Unfortunately for the UK, the country is stuffed to the gills with people who think that their career is too important, and these people cannot begin to comprehend the levels of psychopathy in those who rule them. They are not interested in knowing about how this ruling class is motivated, and so they cannot perceive that sooner or later, there will be a reckoning, and they will be forced to choose between their moral principles or political ambitions and that career that is way too fruitful to abandon. This extract of our study perhaps provides some concrete evidence that there may well be a dawning, at this time, in the minds of people whose careers are too important, about the ramifications of this jealously protected idea in a context of a troubled future ahead – and the author’s advice to them would be this: stop worrying about being politically active, and get a head-start on rationalising your inevitable choice to accommodate the tyranny. Don’t let notions about British World War II bulldog blitz spirit convict you as less a person in your own mind – that stuff never existed (see the Channel Islands). The chief characteristic of the Briton in these regards is “going along to get along” – though it was the ultimate irony that (while Winston Churchill ate all the rations) Britons should put themselves in harm’s way because of fear of the penalty for not doing it.
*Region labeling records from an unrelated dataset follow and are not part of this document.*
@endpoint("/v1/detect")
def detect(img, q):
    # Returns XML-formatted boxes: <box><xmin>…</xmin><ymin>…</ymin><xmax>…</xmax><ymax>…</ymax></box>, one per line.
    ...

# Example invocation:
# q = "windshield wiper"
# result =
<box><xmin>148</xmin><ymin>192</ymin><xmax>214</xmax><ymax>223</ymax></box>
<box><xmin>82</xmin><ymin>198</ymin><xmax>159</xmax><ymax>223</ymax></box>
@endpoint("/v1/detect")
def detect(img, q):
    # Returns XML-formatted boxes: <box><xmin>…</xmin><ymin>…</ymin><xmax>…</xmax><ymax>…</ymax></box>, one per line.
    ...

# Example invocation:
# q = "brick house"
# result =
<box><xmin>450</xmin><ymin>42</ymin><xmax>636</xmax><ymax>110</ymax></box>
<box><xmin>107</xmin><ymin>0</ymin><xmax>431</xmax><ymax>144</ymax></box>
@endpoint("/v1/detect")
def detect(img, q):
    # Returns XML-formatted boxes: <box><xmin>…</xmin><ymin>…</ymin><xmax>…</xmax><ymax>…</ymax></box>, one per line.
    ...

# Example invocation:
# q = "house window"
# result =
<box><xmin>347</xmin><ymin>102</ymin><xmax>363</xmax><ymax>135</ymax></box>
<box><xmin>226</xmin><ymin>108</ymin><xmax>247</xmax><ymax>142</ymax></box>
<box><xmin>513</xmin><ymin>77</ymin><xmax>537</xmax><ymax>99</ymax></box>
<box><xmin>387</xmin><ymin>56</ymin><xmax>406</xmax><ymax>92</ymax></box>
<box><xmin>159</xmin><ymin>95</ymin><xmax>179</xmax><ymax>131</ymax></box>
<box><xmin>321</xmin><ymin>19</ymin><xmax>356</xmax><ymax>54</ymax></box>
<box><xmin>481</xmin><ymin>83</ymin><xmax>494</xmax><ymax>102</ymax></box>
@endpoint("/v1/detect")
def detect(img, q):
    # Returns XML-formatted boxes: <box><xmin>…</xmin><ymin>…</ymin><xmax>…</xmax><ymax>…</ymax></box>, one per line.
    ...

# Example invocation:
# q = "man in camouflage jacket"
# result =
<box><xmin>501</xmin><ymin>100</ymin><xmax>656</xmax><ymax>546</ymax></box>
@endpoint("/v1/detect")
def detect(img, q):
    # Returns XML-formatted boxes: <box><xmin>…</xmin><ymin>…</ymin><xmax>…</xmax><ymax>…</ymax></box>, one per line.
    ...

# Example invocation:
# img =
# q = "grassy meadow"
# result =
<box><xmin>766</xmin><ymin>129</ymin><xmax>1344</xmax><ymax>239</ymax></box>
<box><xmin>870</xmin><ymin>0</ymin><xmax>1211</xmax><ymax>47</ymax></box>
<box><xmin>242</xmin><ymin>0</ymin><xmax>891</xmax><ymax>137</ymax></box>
This brings us to our “seasonal” message. Yeshua, who has nothing to do with the Mass of Christ, demonstrated that to live as a human being, one must be unafraid of the penalty for defying the compulsion, produced in an individual by threats or coaxing from the tyrant, to uphold or promote the tyranny. In plain speaking, that means choosing to be stigmatised or marginalised or even criminalised for the sake of the principle. Moreover, if one lives as a human being, one must do it without reference to those who only ape it: meaning the nation may well be going to hell in a hand cart so that it might seem that there is nothing to be saved or gained from not submitting to the tide of events, but it matters not, for the reward is in the living itself, and moreover, the tyranny never gets to operate universally, or perfectly when self-empowered individuals, as they succeed, reinforce, or inspire each other, can stick spanners in the works early and often enough (there has never been a unremorseful global government). The idea whose time has come always at least holds the catastrophe at bay – someone has to produce it.

In the year to come there will be lots to do in terms of making a minefield of the ground that the British Government will have stepped on by making Britons subject to EU legislation after the EU Act 72 has been rescinded. It was predicted hereabouts (a long time ago) that a crisis would be engineered so that the British people would allow the adoption of an Article 50 deal that only benefitted the EU – however, it looks like the Government can’t manufacture the desire for it. That would suggest that there would be no plan to stage a second referendum (a more hated prospect that a deal). Watch out for another Brexit false flag?†

There should also be news of efforts to have certain grievances redressed through legal measures that we’ve been working to bring about. This stuff has been mentioned before hereabouts, and this is to update the long time reader who may have come across it, and may have wondered about any progression. Things are more promising than they have been to date. Stay tuned.

 

Update; 12.30pm, date as published:

Or maybe just a change of Tory leadership so a bad deal looks better because of those who are carrying it.